There is nothing in the facts of the case at bar to distinguish it from the rationale and rule of the Stevens case. Here, looking realistically at what economic benefits are in fact shifted by the questioned transfer ( Estate of Stevens, supra, 163 Cal.App.2d 255, 268), we find a single transaction under which contemporaneously executed documents provide for gifts of income-producing property to the transferees and for their promises to make annuity payments back to the transferor. This is exactly what occurred in the Stevens case. A failure to make the transfer subject to the inheritance tax would violate the declared legislative intent to subject to the inheritance tax law "every transfer made in lieu of or to avoid the passing of property by will or the laws of succession." (§ 13648.)

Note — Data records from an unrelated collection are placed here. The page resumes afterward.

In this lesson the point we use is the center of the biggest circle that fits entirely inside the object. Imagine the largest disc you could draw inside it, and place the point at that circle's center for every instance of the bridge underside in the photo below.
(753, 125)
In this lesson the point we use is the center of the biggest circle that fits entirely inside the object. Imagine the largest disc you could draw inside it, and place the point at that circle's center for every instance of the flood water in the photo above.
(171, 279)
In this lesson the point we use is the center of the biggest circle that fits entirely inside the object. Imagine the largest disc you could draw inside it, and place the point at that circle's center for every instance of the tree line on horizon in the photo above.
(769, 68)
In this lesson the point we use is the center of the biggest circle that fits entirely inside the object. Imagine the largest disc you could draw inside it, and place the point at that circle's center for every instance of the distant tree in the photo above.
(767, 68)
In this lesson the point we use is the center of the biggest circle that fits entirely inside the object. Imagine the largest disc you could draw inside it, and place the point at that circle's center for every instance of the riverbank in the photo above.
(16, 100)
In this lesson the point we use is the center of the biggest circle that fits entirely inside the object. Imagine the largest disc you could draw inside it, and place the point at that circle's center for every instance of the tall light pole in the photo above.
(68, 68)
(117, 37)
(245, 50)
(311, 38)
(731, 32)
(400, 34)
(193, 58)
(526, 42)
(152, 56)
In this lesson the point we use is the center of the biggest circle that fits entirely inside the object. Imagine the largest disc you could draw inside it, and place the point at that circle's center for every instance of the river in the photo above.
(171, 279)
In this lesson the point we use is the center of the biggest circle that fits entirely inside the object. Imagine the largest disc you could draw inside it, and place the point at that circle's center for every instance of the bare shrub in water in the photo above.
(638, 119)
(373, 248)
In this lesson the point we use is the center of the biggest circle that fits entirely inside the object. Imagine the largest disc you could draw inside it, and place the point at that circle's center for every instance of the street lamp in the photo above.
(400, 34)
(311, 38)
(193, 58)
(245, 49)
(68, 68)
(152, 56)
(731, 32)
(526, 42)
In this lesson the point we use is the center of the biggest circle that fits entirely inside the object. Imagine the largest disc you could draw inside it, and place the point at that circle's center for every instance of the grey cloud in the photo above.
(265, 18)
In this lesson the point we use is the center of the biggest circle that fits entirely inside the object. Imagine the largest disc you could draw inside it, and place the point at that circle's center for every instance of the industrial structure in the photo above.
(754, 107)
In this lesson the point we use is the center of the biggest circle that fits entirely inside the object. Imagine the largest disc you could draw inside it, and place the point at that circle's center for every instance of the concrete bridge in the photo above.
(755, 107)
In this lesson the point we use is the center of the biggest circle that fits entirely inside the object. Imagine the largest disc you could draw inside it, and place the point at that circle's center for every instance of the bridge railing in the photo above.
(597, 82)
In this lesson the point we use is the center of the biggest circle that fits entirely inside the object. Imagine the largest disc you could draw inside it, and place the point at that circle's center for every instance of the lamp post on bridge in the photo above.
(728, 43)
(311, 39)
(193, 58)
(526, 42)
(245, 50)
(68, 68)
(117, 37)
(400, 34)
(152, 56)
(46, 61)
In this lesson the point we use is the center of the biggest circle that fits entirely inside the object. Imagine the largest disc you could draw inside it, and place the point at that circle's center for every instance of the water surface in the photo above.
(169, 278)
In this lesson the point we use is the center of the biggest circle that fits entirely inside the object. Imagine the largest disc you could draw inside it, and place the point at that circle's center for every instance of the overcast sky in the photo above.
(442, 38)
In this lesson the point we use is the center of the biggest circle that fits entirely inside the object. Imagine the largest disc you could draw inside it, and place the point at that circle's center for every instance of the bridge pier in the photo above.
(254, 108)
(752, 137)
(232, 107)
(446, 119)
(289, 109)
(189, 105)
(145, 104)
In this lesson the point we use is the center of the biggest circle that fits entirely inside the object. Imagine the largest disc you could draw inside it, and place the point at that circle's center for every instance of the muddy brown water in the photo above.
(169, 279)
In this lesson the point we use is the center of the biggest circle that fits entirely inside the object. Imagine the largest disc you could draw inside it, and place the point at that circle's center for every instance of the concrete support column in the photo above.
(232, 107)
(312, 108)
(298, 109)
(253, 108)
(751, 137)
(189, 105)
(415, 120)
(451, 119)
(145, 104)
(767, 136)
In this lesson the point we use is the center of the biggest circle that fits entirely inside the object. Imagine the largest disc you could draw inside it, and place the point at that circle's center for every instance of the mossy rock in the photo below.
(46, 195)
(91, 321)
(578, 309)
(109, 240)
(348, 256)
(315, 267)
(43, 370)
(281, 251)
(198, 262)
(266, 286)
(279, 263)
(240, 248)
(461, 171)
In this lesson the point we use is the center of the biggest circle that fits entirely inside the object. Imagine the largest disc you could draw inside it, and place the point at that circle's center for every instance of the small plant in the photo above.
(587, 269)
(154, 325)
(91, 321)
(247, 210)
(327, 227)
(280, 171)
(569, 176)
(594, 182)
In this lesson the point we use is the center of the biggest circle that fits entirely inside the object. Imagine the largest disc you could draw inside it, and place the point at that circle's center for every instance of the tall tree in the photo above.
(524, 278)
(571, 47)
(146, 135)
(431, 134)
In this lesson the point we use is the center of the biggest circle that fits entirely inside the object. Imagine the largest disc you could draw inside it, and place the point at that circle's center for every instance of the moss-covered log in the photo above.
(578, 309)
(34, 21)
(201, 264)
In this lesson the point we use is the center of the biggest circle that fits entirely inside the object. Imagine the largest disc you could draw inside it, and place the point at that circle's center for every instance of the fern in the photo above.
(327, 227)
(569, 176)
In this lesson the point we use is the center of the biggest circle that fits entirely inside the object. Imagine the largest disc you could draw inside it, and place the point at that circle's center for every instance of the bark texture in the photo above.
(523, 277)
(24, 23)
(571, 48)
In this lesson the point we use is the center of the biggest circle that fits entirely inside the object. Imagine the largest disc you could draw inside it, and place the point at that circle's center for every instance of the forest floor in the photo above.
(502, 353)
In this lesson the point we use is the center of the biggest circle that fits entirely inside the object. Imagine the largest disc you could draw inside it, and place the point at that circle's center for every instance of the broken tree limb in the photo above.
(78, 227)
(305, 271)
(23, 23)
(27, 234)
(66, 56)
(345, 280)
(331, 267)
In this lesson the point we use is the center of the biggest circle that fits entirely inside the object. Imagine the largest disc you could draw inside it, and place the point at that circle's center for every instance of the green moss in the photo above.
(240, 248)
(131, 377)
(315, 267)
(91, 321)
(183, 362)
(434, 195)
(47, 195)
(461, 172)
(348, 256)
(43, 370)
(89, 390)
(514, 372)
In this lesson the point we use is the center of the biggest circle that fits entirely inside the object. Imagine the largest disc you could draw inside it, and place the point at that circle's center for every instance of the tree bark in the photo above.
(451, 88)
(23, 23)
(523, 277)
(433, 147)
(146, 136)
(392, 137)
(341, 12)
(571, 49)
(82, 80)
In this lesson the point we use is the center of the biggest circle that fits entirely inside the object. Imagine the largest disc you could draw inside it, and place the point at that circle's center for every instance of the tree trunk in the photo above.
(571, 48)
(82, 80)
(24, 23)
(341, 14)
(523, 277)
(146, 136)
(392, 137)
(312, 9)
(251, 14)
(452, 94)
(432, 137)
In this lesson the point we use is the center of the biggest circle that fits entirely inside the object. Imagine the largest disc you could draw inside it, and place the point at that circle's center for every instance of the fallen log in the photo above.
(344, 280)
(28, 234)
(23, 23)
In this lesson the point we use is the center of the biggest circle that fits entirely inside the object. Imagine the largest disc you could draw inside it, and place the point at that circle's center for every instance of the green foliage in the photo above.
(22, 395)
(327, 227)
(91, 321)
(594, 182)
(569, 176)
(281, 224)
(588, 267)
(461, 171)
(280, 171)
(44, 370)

Where property value is brought back into the estate for inheritance tax purposes, the state's interest is to obtain the revenue as if no gift were made. Where, for the gift tax, the present value of the lifetime private annuity is deductible and the property value is later brought back into the estate for inheritance tax purposes, allowance of the identical deduction for the annuity, to the extent of the annuity's present value, defeats the declared policy of making every transfer in lieu of or to avoid the passing of property by will or the laws of succession subject to the inheritance tax (§ 13648; see Estate of Bielec, 8 Cal.3d 213, 219-220 [ 104 Cal.Rptr. 516, 502 P.2d 12, 58 A.L.R.3d 1088]). It is thus necessary for inheritance tax purposes, looking at the consideration from the standpoint of the date of the transfer, to place a present value on the income-producing capability of the property. For purposes of determining the amount of consideration at the time of the transfer the present value of the expected income must be compared with the present value of the annuity. If the present value of the expected income is less than the annuity's present value, the difference represents the real present cost of the annuity to the transferee ( Estate of Stevens, supra, 163 Cal.App.2d 255, 265). It is only to this extent that consideration is recognizable for purposes of the inheritance tax.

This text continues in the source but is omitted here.